I’m watching my little robin as he sits on the brown bin. I say ‘my’ robin. He doesn’t belong to me of course, but I have become accustomed to his presence and feel a certain proprietary claim on him. So my robin he is.
He’s currently perched on the edge of the garden bin, having a little look around him, having a little ruffle of his feathers. A little scratch under the wing. He’s already had a sand bath in the gravel below and I wonder now if he’s thinking; ‘Where’s my lunch?’
I’m watching him from my happy place next to the window where I can see him and his feathery friends making good use of my garden as simultaneous dining area, bathroom, and lounge.
I deduce that the dining room is next to the daffodils, where presumably the tastiest titbits can be found. Meanwhile, the gravel pit to the right doubles up as a spacious bathroom complete with a very popular sand bath, able to accommodate any number of family members at any one time from what I can see, somewhat reminiscent of a Bacchanalian orgy. The toilet facilities seem to move location depending on mood, with both grass and concrete slab alike becoming the lucky beneficiaries of robin et al.’s fertilising waste. The lounge on the other hand, where they perch on the back of the sofa (read fence), is the definite favourite. A spot where they can have a good look around to see if any dastardly foes (read cats) are waiting to curtail their adventures.
Watching the antics of my little robin & co. always takes me to a welcome place of calm. There is an enviable simplicity in their movements and beauty in their existence, and I begin to get curious about their comings and goings from a spiritual perspective. So I do what I always do when I’m curious, and begin to observe through clairvoyance.
The first thing I notice is that whatever they are doing, even when they are at their most frenetic, they are there. They are in it. They are fully present and in the now.
There is a total absence of past and future. They are not worrying if their feathers are to long or too short, if their beak is ugly; if their nest will be ravaged by a storm, or if the twinge in their wing is a portend to something more serious. They aren’t wasting their time on dwelling or forecasting, their minds aren’t heavy with thought. They are simply taking life as it comes to them, minute by minute. They naturally know when to rest, when to eat, when to be on high alert, and when to celebrate the sunrise with birdsong.
And their birdsong, oh their birdsong. To my ears it is exquisite beauty made manifest in sound. As I close my eyes I hear a flawless symphony of Divine light that heals even the hardest of hearts and rests the soul of man.

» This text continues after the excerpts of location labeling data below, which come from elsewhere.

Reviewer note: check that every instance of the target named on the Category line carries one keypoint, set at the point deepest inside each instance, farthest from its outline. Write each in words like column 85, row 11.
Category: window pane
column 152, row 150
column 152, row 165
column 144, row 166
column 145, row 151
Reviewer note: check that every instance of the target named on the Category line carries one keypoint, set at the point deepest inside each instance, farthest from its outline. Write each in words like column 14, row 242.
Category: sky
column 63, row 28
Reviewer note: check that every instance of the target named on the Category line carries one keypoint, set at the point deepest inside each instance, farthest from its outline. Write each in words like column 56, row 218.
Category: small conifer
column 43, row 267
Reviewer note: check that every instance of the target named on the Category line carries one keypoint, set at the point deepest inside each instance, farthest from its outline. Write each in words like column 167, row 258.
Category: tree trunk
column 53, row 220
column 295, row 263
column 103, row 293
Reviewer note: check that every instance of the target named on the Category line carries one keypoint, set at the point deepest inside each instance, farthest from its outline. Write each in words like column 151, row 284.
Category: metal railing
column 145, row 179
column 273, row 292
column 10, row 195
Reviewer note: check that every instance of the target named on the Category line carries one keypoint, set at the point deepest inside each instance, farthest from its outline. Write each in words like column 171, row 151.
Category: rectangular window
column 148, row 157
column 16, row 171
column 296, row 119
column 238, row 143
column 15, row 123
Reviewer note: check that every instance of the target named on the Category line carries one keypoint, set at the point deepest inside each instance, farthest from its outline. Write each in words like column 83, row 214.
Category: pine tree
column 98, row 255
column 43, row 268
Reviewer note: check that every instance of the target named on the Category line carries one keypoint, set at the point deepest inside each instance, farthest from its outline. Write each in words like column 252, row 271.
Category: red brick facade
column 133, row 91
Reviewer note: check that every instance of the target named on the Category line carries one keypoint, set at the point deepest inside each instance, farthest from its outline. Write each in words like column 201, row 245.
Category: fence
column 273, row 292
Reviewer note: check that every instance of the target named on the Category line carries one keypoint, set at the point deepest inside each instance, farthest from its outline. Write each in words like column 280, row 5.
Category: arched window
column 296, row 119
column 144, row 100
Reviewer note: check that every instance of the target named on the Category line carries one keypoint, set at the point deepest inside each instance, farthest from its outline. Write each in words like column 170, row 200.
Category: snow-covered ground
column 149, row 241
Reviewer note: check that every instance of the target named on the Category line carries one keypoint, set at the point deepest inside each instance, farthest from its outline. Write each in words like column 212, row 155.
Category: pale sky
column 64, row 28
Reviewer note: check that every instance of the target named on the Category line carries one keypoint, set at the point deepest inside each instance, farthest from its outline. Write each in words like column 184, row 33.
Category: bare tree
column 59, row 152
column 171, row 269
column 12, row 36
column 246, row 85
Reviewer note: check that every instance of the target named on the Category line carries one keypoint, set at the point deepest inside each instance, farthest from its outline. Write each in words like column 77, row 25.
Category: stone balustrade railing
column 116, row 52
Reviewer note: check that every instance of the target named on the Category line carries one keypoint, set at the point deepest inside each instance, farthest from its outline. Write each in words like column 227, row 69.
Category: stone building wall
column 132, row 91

I see that my robin and his ilk are sent here on Divine assignment as magicians, able to alchemise sadness into delight with their melodies, and that they exist as small, daily reminders of Divine connection and the magnificence of nature. They are voyagers between worlds and conduits of sacred sound for all who wish to hear, allies in our quest to find peace within ourselves. They are a gift to humanity, a reminder of the eternal nature of the All That Is.
My robin appears to the naked eye as the simplest of creatures, yet he is on the grandest of missions: to bring the Divine to the human, to remind us to stop and be, and to fill our hearts with the gifts of presence and serenity. The gifts of the eternal now.
So as I open my eyes once more and watch him hop this way and that, I smile, and offer him my deepest gratitude for everything he is and everything he does. For his simplicity, his song, his beauty, and his company. For his grace, his appearance in my garden, and for all that he does for all of us. I thank you my lovely robin, I thank you.